I'm surprised how much crossing NUMA nodes can affect performance. We've seen NICs halve their throughout with (intentionally) wrong setups.

I think of NUMA nodes as multiple computers which just happen to share a common operating system.

ls65536 · on Sept 18, 2022

In general this makes sense, but I think you need to be careful in some cases where the lowest latency between two logical "cores" is likely to be between those which are SMT siblings on the same physical core (assuming you have an SMT-enabled system). These logical "cores" will be sharing much of the same physical core's resources (such as the low-latency L1/L2 and micro-op caches), so depending on the particular workload, pinning two threads to these two logical "cores" could very well result in worse performance overall.

slabity · on Sept 18, 2022

SMT is usually disabled in these situations to prevent it from being a concern.

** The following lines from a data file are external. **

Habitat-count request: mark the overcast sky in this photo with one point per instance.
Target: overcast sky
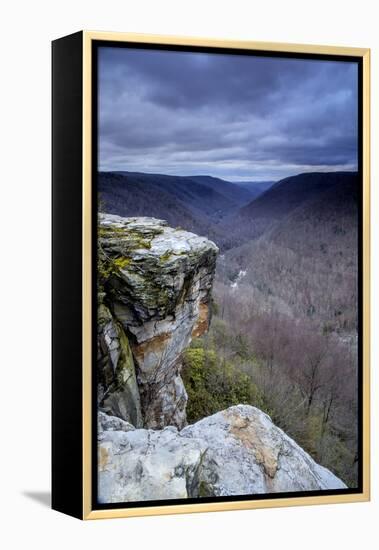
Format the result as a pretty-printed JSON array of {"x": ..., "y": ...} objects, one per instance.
[{"x": 235, "y": 117}]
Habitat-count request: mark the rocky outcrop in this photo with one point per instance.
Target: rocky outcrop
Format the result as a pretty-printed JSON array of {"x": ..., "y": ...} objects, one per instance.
[
  {"x": 238, "y": 451},
  {"x": 154, "y": 295}
]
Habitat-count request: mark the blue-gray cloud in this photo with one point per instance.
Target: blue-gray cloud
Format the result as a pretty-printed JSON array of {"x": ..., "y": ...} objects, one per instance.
[{"x": 233, "y": 116}]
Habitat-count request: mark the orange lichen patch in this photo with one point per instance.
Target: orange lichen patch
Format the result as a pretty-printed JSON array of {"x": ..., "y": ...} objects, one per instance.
[
  {"x": 202, "y": 322},
  {"x": 103, "y": 458},
  {"x": 252, "y": 437},
  {"x": 155, "y": 345}
]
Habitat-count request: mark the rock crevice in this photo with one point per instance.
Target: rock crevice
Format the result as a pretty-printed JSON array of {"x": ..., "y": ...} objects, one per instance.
[
  {"x": 154, "y": 293},
  {"x": 156, "y": 283}
]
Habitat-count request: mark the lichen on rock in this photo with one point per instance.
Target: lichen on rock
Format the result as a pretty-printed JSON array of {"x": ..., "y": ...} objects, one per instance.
[
  {"x": 156, "y": 283},
  {"x": 238, "y": 451}
]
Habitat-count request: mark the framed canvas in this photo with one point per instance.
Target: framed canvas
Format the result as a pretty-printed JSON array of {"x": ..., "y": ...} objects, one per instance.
[{"x": 210, "y": 275}]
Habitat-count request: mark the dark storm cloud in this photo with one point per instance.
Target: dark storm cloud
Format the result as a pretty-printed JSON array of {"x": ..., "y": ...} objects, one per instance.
[{"x": 229, "y": 116}]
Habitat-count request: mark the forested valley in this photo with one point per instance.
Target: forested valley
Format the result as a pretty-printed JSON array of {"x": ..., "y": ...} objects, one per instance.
[{"x": 283, "y": 335}]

nextaccountic · on Sept 18, 2022

Doesn't this leave some performance on the table? Each core has more ports than a single thread could reasonably use, exactly because two threads can run on a single core

slabity · on Sept 18, 2022

In terms of throughput, technically yes, you are leaving performance on the table. However, in HFT the throughput is greatly limited by IO anyways, so you don't get much benefit with it enabled.

What you want is to minimize latency, which means you don't want to be waiting for anything before you start processing whatever information you need. To do this, you need to ensure that the correct things are cached where they need to be, and SMT means that you have multiple threads fighting each other for that precious cache space.

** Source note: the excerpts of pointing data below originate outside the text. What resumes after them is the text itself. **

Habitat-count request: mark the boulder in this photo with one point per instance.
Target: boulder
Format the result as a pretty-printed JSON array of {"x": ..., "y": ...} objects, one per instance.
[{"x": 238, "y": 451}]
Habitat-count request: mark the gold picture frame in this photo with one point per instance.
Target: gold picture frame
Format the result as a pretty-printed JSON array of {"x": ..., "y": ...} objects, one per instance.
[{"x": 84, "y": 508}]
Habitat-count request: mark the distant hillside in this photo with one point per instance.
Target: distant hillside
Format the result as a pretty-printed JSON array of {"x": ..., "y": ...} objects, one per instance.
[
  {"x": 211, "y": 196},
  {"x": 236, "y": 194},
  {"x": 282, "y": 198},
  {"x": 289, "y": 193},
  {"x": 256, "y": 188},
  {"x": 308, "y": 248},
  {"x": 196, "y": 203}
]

In non-FPGA systems I've worked with, I've seen dozens of microseconds of latency added with SMT enabled vs disabled.

jnordwick · on Sept 19, 2022

Maybe 10 years ago that as the common things, but there are so many exta resources (esp registers) that is is now giving up almost half the chip. If you can be cache friendly enough, the extra cycles will make up for it.

slabity · on Sept 19, 2022

No, this is not true at all. "The extra cycles" is the exact thing you want to avoid in HFT. It doesn't matter how much throughput of processing you can put through a single core if you enable SMT, because somewhere in the path (either broker, exchange, or some switch in between) you will eventually be limited in throughput that it becomes irrelevant.

The only thing that matters at that point is latency, and unless you are cache-friendly enough to store your entire program in a single core's cache twice over, you would be better off disabling SMT altogether. And even if you were able to do that, it would not matter as a single thread would be done processing a message by the time the next one comes in. At least at the currently standard 10-25Gbps that the exchanges can handle.

In HFT, we're fine giving up half the registers in a core if it means we get an extra few microseconds of latency back.

bitcharmer · on Sept 18, 2022

No one in hft space runs with smt enabled

lucb1e · on Sept 19, 2022

What kind of "talking" are we talking about? I thought most IPC works somehow via shared memory under the hood rather than CPU cores actually communicating, how would you even do that?

bee_rider · on Sept 19, 2022

"Shared memory" is really more of a description of the memory model that is exposed to the programmer, rather than the hardware.

Under the hood, there are caches -- sometimes memory addresses live in a cache above you because you put them there, sometimes they live in a cache above you because a neighboring core that shares your cache put them there, sometimes they live in RAM, sometimes they live in another cache on your chip and you have to ask for them through the on-chip network. The advice I have been given (as a non-HFT guy) is just to try not to mess around to much with the temporal locality, pin threads to cores, and let the hardware handle the rest.